Si apre questa sera alla Badia Grande la diciassettesima edizione del Letterando in Fest, la rassegna fondata da Sino Caracappa e diretta anche quest’anno dalla scrittrice ed esperta di Medio Oriente Paola Caridi. Il tema scelto per il 2026, “Le parole per dirlo”, richiama il ruolo della letteratura come strumento per illuminare le tragedie del presente, a partire da Gaza. Ad inaugurare il festival, alle 20.30, sarà Stefania Auci con L’alba dei leoni, terzo capitolo dedicato alla saga dei Florio, in dialogo con Ornella Gulino. Ogni pomeriggio si aprirà con il progetto Biblioteca Vivente – Sciacca officina della memoria. Alle 19, Enzo Mulè e Nino Gambino presenteranno Grotta Agnello – Santuario della luce, conversando con Anita Lorefice. In serata, in Arena Giardino, la proiezione del documentario No other land, denuncia delle demolizioni nei villaggi della Cisgiordania. Venerdì spazio al giornalista Carmelo Sardo con L’ultima estate di un uomo perbene, preceduto da Patrizia Castagnoli con Calle longa.

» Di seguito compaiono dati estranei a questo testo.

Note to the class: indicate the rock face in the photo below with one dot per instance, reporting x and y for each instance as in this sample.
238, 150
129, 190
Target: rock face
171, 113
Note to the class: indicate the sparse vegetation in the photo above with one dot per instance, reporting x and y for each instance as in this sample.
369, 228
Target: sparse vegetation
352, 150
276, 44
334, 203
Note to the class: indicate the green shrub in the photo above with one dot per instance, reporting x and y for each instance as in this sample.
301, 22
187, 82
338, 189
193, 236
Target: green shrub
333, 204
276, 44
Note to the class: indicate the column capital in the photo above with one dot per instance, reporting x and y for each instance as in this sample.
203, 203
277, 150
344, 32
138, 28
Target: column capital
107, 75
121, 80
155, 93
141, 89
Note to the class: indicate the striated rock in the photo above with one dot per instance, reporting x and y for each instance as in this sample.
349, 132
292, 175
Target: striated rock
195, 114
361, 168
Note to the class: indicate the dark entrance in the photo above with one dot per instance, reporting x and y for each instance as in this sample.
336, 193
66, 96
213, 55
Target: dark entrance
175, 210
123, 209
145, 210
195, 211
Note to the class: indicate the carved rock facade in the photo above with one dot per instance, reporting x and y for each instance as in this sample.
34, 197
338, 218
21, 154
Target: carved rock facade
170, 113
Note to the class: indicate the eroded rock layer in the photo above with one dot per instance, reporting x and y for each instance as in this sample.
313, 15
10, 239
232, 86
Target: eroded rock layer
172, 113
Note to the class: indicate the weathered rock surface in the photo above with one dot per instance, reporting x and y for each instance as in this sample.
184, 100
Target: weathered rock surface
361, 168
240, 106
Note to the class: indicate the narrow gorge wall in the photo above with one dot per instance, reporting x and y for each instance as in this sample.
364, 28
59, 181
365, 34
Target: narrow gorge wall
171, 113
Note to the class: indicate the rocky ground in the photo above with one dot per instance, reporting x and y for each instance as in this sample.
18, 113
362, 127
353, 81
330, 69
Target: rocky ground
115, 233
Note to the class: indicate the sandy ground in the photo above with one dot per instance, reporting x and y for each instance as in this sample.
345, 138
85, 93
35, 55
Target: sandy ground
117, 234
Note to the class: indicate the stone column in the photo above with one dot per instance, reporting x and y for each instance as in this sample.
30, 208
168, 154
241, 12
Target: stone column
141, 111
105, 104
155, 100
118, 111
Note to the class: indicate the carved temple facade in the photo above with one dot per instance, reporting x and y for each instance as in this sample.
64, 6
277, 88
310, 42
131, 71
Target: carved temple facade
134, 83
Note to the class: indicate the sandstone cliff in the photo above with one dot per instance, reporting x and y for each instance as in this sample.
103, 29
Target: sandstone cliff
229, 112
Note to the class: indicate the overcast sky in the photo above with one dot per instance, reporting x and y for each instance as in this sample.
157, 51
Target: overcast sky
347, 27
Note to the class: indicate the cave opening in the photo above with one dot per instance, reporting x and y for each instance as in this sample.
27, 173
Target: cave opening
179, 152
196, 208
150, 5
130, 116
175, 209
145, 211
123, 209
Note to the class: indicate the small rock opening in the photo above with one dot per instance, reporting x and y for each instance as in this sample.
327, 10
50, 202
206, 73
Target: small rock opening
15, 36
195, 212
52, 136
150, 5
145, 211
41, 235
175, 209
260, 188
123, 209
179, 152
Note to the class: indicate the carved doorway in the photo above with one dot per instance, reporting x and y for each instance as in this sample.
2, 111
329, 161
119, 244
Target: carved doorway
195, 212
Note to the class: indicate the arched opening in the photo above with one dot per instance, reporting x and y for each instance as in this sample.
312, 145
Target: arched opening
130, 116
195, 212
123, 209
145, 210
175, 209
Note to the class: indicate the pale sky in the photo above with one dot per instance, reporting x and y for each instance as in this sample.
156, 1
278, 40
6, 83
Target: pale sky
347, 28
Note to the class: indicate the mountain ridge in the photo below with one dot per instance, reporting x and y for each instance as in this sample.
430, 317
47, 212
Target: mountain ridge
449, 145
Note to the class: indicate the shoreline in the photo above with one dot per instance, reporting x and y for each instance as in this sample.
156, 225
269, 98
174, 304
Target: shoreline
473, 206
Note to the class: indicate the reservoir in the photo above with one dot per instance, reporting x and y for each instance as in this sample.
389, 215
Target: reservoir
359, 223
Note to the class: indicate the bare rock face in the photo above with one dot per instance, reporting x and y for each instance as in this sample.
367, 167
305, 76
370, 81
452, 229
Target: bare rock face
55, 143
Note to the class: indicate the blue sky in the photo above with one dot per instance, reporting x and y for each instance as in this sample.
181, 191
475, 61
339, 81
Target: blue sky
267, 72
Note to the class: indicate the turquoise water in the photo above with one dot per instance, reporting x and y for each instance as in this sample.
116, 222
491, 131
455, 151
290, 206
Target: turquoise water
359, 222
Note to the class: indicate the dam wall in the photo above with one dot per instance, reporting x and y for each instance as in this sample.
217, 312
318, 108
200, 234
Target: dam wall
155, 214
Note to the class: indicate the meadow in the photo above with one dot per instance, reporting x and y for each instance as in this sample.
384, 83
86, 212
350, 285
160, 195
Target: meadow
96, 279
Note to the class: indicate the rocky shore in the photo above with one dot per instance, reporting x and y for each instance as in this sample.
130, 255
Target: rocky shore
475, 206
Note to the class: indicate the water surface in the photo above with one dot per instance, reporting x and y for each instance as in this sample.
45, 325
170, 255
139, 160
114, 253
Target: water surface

In chiusura, il film Persepolis, omaggio a Marjane Satrapi. Sabato incontri con Ezio Noto, Ilaria Grillini e Giuseppe Mazza, prima dell’intervento di Paola Caridi sulla tragedia palestinese e della proiezione del film israeliano The Sea. Domenica finale con Cinzia Orlando, Maria Attanasio e il dialogo Caridi–Mazza “L’ultimo giorno di Gaza”, seguito dal film Tutto quello che resta di te, ritratto di una famiglia palestinese.